When I arrived at work I was pleased to see that the stock futures were trading higher.  I was pleased because the night before, I went home “long stocks,” which means I make money when stocks go higher.  

As I do every morning at work I went to the cafeteria and read my daily investment papers.  At approximately 8:47 AM, I returned to my trading desk, as I approached my trading room I peered through the window of the trading room before mine to see that the stock market futures were now down, and down big.  

I knew something significant had to have happened.

As I walked into my trading room the other traders in the room were frantically looking at the television.  I looked up to see a black gaping, flaming hole in my wife’s building dead smack on her floor.

Instantly, I tried to calculate time.  I began to ask my self-questions:

“What time did I drop her off?

What time did her train leave?

And, how long would it have taken to get there?”

I was trying mathematically and logically to figure out whether or not Jen was in the building so that I could relieve myself of the pain that I was feeling.

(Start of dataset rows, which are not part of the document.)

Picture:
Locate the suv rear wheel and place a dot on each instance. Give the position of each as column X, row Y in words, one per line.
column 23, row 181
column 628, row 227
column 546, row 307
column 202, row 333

Every minute, my pain doubled.  My calculations were too close; it was not obvious to me whether or not she was there.

I checked in with my own Spirit, my connection to God and my connection to her.  It told me that she was safe, but my mind would not allow me to trust it.

9:00 AM came as I watched the fire spread.  The pain of not knowing grew exponentially by the minute, the foundation of logic and spirituality that I had been relying on crumbled and my emotions took over, I was sobbing in the worst grief I had ever felt.  I was sobbing over the loss of my lovely wife and unborn child, Peter Jr.

The only thing that my mind would allow me to do was to take action.  I began to dial the phone.  The circuits in my office were jammed.  I ran out side to use the cell phone, But it was useless!  Why? Because cell phone carrier’s transmitting antenna was on top of the World Trade Center.

Some people could still get through to me at this time, but it was impossible for me to get a call out.  My friend Steve called me on my cell phone.  He wanted to know if Jen was okay.  I had no answers for him, he told me another plane had just struck “building two” and I ran back into the office to see the television.

I looked up and saw both towers on fire.

I then knew that we were under attack and that even if Jen was not in those buildings, as long as she was in Manhattan, she was in great danger.  I ran down the hallway to my office, the head trader on my desk grabbed me and said that, “Jen just called, and that she is in Penn Station.”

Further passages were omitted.